Shiny Mathew believes so strongly in helping others reach their highest potential, she trademarked the phrase “Maximize your shine.” If you think trademarking your motto sounds like a lawyer-type thing to do, you aren’t wrong. Mathew is an accomplished attorney and co-owner of Polston Tax Resolution and Accounting.
“I think it is important for everyone to maximize their own potential — their own ‘shine’ — whatever that might be,” Mathew said. Education was her path forward, but she said there isn’t a one-size-fits-all solution. Rather, each person has individual needs requiring individual attention.
In her day-to-day work, Mathew helps others achieve economic success by demystifying complex tax codes and guiding people through problems with the IRS. In addition, since 2014, Mathew has had 400 speaking engagements and broadcast news interviews offering a wide range of legal and financial advice. “I love taking complex topics and making them easy for others to understand,” she said.
In 2020, Governor Kevin Stitt appointed Mathew to serve as a state commissioner on the Oklahoma Commission on the Status of Women, further increasing her capacity to help others.
“As a commissioner, I have the opportunity to analyze the factors that inhibit women in Oklahoma from substantially gaining economic, educational, leadership and other opportunities,” she said. “The commission, in conjunction with nonprofits and other organizations, is able to work together to connect women with the resources that can help them maximize their potential. We also can make legislative recommendations to our elected officials to make progress toward addressing systemic barriers.”
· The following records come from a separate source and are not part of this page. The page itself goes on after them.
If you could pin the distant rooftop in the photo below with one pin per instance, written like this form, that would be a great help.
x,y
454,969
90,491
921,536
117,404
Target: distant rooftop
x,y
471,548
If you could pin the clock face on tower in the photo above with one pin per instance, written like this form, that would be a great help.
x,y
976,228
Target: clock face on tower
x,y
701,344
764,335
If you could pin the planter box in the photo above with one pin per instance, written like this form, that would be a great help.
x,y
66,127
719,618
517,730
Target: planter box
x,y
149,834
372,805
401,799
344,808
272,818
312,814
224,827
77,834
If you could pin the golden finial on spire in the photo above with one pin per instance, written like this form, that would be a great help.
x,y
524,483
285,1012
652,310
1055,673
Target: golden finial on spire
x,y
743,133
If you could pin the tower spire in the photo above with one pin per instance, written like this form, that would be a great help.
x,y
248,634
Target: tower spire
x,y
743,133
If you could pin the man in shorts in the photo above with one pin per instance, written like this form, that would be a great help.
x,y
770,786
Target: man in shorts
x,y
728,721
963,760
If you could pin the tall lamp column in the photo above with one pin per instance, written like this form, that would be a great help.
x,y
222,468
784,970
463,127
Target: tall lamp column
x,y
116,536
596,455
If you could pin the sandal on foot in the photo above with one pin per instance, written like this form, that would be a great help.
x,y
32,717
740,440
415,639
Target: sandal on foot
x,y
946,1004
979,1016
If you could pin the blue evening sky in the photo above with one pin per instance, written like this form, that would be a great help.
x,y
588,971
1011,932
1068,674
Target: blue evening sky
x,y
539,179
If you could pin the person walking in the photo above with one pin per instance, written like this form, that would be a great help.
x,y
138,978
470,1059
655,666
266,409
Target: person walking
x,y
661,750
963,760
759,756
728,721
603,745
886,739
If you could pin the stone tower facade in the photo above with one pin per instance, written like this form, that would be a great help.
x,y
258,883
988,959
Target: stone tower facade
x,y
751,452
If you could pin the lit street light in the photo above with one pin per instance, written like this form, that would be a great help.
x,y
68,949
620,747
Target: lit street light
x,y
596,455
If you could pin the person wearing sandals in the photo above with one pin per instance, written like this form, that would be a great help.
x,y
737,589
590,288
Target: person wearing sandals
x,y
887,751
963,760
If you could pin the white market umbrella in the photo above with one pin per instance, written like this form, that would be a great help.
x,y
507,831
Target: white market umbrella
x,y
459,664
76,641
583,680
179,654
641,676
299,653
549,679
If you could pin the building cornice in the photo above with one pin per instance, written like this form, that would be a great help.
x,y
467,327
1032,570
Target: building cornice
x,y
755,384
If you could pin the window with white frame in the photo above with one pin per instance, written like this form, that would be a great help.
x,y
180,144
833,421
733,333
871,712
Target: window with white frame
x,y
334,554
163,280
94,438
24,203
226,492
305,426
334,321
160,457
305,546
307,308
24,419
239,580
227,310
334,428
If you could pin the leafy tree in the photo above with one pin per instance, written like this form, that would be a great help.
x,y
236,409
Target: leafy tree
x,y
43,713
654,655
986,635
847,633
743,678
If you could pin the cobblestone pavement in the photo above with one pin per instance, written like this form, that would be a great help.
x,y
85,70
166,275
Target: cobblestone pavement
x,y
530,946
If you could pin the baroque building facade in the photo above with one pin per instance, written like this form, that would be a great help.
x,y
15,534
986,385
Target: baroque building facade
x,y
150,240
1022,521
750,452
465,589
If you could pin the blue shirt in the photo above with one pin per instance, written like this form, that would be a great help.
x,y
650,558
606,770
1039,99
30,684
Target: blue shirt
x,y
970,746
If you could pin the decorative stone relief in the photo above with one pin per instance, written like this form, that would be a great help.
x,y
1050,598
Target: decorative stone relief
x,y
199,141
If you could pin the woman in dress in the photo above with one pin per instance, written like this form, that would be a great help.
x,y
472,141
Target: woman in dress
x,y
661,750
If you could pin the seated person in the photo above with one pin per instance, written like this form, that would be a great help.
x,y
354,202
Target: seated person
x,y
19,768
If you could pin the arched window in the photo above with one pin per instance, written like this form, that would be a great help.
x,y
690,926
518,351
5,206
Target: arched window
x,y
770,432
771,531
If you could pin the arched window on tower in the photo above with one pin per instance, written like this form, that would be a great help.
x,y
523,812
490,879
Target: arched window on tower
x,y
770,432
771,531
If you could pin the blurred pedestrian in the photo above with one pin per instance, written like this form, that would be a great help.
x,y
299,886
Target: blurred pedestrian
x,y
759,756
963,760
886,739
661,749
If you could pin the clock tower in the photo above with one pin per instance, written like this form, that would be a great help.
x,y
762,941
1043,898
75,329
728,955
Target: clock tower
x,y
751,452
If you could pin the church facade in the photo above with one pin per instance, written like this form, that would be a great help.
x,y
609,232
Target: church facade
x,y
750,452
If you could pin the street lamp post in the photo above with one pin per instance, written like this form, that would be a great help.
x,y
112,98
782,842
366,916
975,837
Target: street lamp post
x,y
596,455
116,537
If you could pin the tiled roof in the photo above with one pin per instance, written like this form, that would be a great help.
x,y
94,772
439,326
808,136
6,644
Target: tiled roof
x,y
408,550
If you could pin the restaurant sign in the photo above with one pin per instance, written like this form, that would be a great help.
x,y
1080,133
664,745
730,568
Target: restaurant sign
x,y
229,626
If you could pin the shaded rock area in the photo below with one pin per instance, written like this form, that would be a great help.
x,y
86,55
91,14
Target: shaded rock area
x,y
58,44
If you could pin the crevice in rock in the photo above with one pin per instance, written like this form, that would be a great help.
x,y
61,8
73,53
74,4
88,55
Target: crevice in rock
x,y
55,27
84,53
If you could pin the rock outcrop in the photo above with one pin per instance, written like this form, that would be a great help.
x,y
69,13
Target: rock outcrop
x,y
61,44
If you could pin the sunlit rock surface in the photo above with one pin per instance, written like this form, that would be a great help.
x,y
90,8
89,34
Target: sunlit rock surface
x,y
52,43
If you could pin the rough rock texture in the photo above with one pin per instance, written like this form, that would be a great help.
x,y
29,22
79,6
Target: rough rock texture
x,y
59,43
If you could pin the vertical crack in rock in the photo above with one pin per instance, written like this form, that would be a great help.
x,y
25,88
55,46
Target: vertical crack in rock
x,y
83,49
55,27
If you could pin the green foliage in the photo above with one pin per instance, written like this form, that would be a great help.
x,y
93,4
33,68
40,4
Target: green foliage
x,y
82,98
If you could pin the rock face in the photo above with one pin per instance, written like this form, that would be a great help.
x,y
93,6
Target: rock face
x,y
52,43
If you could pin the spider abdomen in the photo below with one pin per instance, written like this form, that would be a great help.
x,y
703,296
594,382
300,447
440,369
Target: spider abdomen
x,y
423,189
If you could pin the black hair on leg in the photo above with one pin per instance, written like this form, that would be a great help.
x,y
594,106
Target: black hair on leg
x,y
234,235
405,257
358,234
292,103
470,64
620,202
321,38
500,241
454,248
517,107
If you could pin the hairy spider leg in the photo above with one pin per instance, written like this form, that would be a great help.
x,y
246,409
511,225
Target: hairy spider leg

Mathew’s current efforts to propel women forward will culminate in a summit on Oct. 24 at Oklahoma City Community College. Attendees will find practical advice, various resources and opportunities to connect face-to-face with people who can help address their specific needs.
A first-generation Indian American, Mathew says her passion for service was shaped by seeing the world through the eyes of her immigrant parents. Her father was a small business owner and had to navigate various work-related challenges. Mathew was very young but, looking back, she realized he would have benefited greatly from professional assistance. When she was 12, her father passed away, and she saw her mother struggle with gender, language and cultural barriers.
“Especially in the Indian community, women are invisible. Families that don’t have a father — that’s their (family’s) face,” Mathew said. “And so these two worlds collided, in terms of me seeing the disparity of women in the world and wanting to help business owners.”
Mathew honed her own understanding of English and American culture through regular library visits with her parents. She calls education “the great equalizer,” opening doors to her successful career. Paying homage to those formative years, she also serves as a trustee on the Metropolitan Public Library Board.
No matter the venue, Mathew’s shiny mission remains. “From being a math tutor in college, to being an accountant, to being a tax attorney and business owner, to being nominated as a state commissioner, I am always trying to maximize my own shine,” she said, “but it’s more important to me to find ways to help others maximize their shine.”